To go all the way back to the beginning, before the last book was even released, you can look to 2007 and TB #1: “Harry Potter and the Seven Chakras.”
I’ve been known as the “controversial columnist” here for ages, and you’d be amazed at the unpopular positions I’d staked out to earn that moniker! I wrote daring things such as that the Harry Potter movies are bad adaptations and that Severus Snape is a bad person. Shock! Horror! But my most enduring hot take, which gets people as riled up today as it did a decade ago, is a denunciation of Hagrid in TB #19: “Dumbledore’s Giant Mistake.”
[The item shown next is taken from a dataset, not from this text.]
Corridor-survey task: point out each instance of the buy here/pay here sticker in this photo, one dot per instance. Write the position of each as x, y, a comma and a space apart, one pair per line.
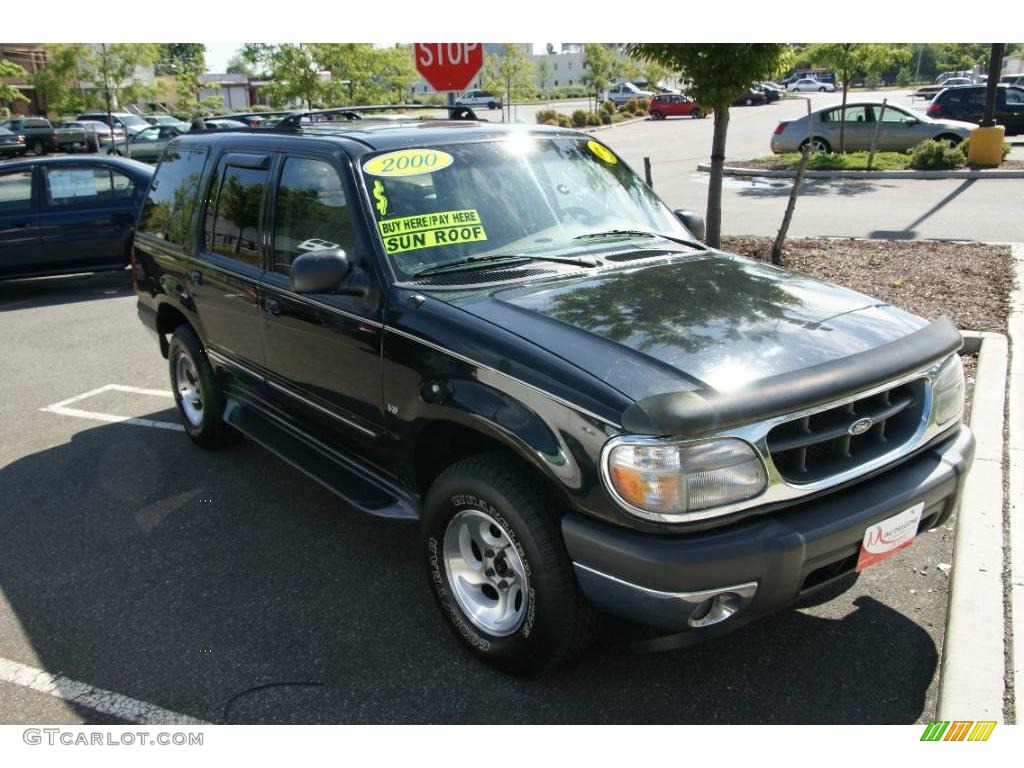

The grossest essays in my catalog – and yes, that is a category! – are the ones dealing with the creation of Babymort. So the award for Essay That Is Least Palatable After Lunch goes to TB #63: “Nagini and Voldemort’s Twisted Relationship.”
The most popular essay in this column was actually one addressing fandom: TB #60: “In Jo We Trust… Or Not.” It took a look at 2018’s inflection point in the relationship between Jo and her fans and really struck a chord with readers who were having a lot of feelings on the topic. The comment section on the essay is also glorious since our community had the kind of in-depth and respectful discussion that appears to be an endangered species on the Internet.
And the award for Best Discourse goes to TB #58: “Redrawing the Map of Wizarding Europe.” I cannot overstate how wonderful the comment section is on this essay – readers from all over the world are bringing their expertise in history and geopolitics to discuss what political borders look like in wizarding Europe. If I could point to just one web page to illustrate the best of what the Internet can achieve, it would be this – a glorious forum for the exchange of information.
That concludes our retrospective, and I present the entire hundred essays below for the ease of your perusal. This may all seem self-congratulatory – and okay, it is – but my favorite part of looking back on all these essays was the comments. Everything I write is always an invitation for further discussion, and I am overjoyed when it’s taken as such.
The readers of these essays have kept me honest over the years. You have corrected my mistakes (and there have been several), you asked questions that made me think, and you have offered up terrific analysis in your responses. So thank you, thank you, THANK YOU for coming to the Three Broomsticks over the years.
To that effect, I hope to hear from you. Which essays did you most enjoy? What topics interest you? Do you have any burning Harry Potter questions you’d like me to tackle? I’ve often written editorials in response to questions posed by readers. You can either leave a comment here or write to me at DarkLordofDance@gmail.com.
And so we now look forward to the next hundred essays. I have plenty I want to write about and am flooded with new ideas every time I reread the books. However, no essay lives unless someone wants to read, so whether you come back by a big screen or small, the Three Broomsticks will always be there to welcome you with a pint of butterbeer. So let me say for the 101st time: Grab a butterbeer, pull up a chair, and let’s talk Potter!